A Dutch door (American English), stable door (British English), or half door (Hiberno-English), is a door divided in such a fashion that the bottom half may remain shut while the top half opens. They were known in early New England as double-hung doors. The initial purpose of this door design was to keep animals out of farmhouses or to keep children inside while allowing light and air to filter through the open top; essentially combining a door with a fairly large window.  When the top half was open they also allowed a breeze, but stopped the wind from blowing dirt into the house. This type of door was common in the Netherlands in the seventeenth century and appears in Dutch paintings of the period. They were also commonly found in the Dutch cultural areas of New York and New Jersey before the American Revolution.

Dutch doors are often used in North-American passenger train cars to allow crewmen to interact safely with other employees not aboard their trains (or simply to visually inspect their own train) without risking falling from the train.

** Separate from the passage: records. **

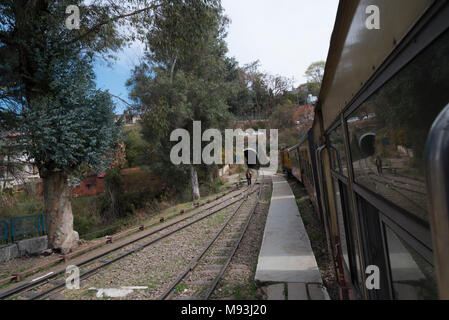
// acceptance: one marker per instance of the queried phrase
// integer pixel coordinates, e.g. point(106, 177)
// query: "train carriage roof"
point(356, 52)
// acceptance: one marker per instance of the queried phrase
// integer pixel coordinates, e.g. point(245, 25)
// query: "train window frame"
point(408, 239)
point(426, 30)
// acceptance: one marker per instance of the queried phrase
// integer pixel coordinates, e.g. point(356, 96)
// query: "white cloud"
point(285, 35)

Recent operating rules changes in Canada have rendered the Dutch doors obsolete, although older rolling stock retains them.

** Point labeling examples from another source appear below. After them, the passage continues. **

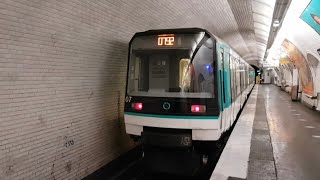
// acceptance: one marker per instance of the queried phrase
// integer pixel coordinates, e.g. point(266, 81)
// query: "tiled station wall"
point(62, 80)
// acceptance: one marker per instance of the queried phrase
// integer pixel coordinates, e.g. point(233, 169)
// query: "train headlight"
point(198, 108)
point(137, 106)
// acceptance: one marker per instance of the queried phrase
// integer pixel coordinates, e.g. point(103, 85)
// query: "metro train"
point(184, 89)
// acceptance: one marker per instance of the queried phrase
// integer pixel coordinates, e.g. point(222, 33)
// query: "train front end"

Similar doors were once commonplace in Irish houses, called half-doors ( or comhla bheag). According to The Irish Times, "A traditional half-door is really a door and a half – a full door that opens inwards and a half door set to the front of the frame that opens outwards." They were designed to keep poultry and pigs from entering the house, as well as allowing air and sunlight into the usually dark and smoky cottages.

The term is also applied to the optional rear doors on some GM minivans vans and GM SUVs that have a flip-up rear window mounted above two half-size doors.